按理说,王小鹰应该和所有的援鄂医务人员一样,心情是很激动很兴奋的,毕竟来鄂几十天了,谁都开始有了想家的感觉。但是她没有,反而显得心事重重。和她一起同舍住的小同事韩青,是个快乐的女孩子。她神秘兮兮地问王小鹰:小鹰姐,你回去后最想做的第一件事是什么?能说吗?王小鹰没有心思回答,就随口反问,你想做的第一件事是什么?韩青就将嘴伸到王小鹰的耳边:我

王小鹰一听忍不住笑出声来,你这个细姑娘,你还知不知道羞耻这二字呀,亏你,这话也说得出口?韩青不示弱,这有什么?连圣人不是都说食色性也吗?要知道我是新婚连蜜月都没有度完就来武汉的。哪儿象你呀,也许是早吃腻了呢。王小鹰有点生气了,韩青,说什么呀,小姑娘家家的,说你胖还真喘上了?韩青讨饶了,姐,别生气,我就是想着明天要回去了开心,说话才口无遮拦的。怎么样,姐,我们出去在附近走走,来了几十天了,不要说武汉是个什么样,就连方舱周围我们也没看过,出去拍几张照片,留个纪念。王小鹰说,你去吧,拍完了,发给我,我今天有点不舒服。说完将身子靠在床上,闭上了双目。韩青有点小失望,那好吧,姐,我出去了,你休息。

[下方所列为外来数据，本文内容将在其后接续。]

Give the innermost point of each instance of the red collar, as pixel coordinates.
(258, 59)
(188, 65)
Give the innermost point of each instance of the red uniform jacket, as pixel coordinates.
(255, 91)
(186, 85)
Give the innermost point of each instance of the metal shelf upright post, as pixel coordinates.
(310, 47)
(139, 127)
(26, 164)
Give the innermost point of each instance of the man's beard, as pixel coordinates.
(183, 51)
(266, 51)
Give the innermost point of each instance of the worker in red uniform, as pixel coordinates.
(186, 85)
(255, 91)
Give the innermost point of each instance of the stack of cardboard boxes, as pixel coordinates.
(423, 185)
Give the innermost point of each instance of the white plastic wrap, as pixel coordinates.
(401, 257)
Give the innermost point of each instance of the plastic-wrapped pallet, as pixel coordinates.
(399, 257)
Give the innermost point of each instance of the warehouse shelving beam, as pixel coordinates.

一点不错,王小鹰确有心事。她的心事是回去不知如何坦然面对即将发生的一切。

那是她来武汉前几天发生的事。

那天,她将事先打印好的离婚协议书摔在了当刑警大队长的老公秦远山面前,要求老公在那上面签字,老公不愿意说,小鹰,你怎么啦,我哪儿又做错了?王小鹰说,你没错是我错了,我现在想纠正错误,麻烦你,成全我!老公说,非要签吗?王小鹰不容商量,一定要签!签完了,这里的一切都是你的,我净身出户。老公惊讶,你净身出户?他这才拿过协议书,仔细地看了一遍说,不行,你把我改成你,我净身出户,住单位,否则,我不签!王小鹰说,也好,是你说的,你等着,我这就改!她说完就走到电脑桌前打开电脑又连上打印机。其时,老公转身进了房间里。很快,王小鹰将新的离婚协议书打印完毕,喊道,你出来,签字!老公立刻从房间里出来,手里拿着一支签字笔。说,你先签。王小鹰没有二话,接过老公手里的笔,刷刷在两份协议书上各签上王小鹰的大名,然后将笔狠狠地塞给老公,老公也不再迟疑,也在两份协议书上各签上秦远山三个字。协议书俩人各持一份。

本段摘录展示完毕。